One of the many labels you could plonk on my parents is “hippies”.
It’s not just their home-grown organic food, the solar-powered house, or their constant rewatching of British 70s sitcom, “The Good Life”. And they’re not dastardly annoying hippies, like Neil from “The Young Ones”.
But new-age hippies they certainly are.
More than anything, I think it’s their attitude of self-sufficiency. What they grow but don’t eat themselves – including electricity to sell back to the grid – they exchange with the neighbours in their 21st century hippy commune. Their 50-odd chooks provide the free-range eggs that are their bartering currency.
Standing on their own has always been important to them and something they taught me. Everything tastes sweeter when you’ve earned/bought it yourself. Pride and achievement.
It partly meant that I had my first real job, under the golden arches, soon after my 15th birthday. At one stage as a teenager, I held down five jobs concurrently. Three at fast food joints, others as a typist and labourer.
The Hippies didn’t buy me my first car. They didn’t pay my HECS fees. There was no trust account bequeathed to me to squander backpacking around Europe when I turned 21.
I put myself through university living out of home. They did buy my textbooks, and welcome me home every week for Sunday night family roasts.
They did try to put money in a bank account for me, via the Commonwealth bank school accounts, when I was in primary school. But the great journalists’ strike of 1980 meant financially hard times. And that account got cleaned out.
Hippy Mum also gently encouraged me into the stockmarket. Shame her first stock tip, blue sky miner CSR, turned out to be a complete dud. But therein, another lesson. Diversification. Should have bought an index fund!
And there were unexpected gifts – they sold me one of their cars for a pittance and when Mrs DebtMan and I bought our first home, they were there to help out.
The point is … every parent wants their kids to get off to a solid financial start in adulthood. And the Hippies were no different.

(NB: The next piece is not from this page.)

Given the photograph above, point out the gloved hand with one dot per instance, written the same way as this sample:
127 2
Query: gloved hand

But there are numerous ways of giving your children the best. All of which, done properly, can give the midgets a huge leg up financially in life.
For my parents, it wasn’t about handouts or funding massive expenses. It was the financial attitudes and outlooks that were equally, arguably more, valuable.
Will I do anything different? Will I teach DebtBoy and DebtGirl the same lessons my parents taught me? Or will I soften and hand them stuff on a plate?
It’s not completely up to me. We must not forget the powerful Mrs DebtMan. And the lessons her own parents taught her, and what they sacrificed for their kids, were completely different.
So, what will the DebtKids be taught as they become to understand money?
Delayed gratification. You don’t have to have everything now. You cannot create wealth without first not spending all of your money (ie, saving).
Never spend more than you earn. Pay yourself first. Put away 10 per cent of your income into the “Future You” investment account. Allow it grow. It will provide the unearned income of your future.
Understand investment risk and timelines. Share and property markets are volatile. But if your investment horizon is long enough, they’re hard to beat. And a part of every investment plan should be ultra-long term.
It all starts with pocket money. Receiving it. Understanding that there are strings attached (household chores). Learning it’s okay to spend some now, but that you must save some for later.
When they’re a little bit older, that a home is the cornerstone of wealth creation. Building equity in your first home will later allow you to expand your investments.
But are you wondering how to fund the little blighters in the meantime? How to fund their education?
You save. You invest. From as early as you possibly can. Preferably from before they’re born. The more expensive the school fees, the more you need to prepare.
But most importantly, kids will learn by osmosis. You want to give your kids the best financial start in life? Pitch yourselves as the best example.
It’s hard to teach what you don’t know. So, live the lessons you want to teach them.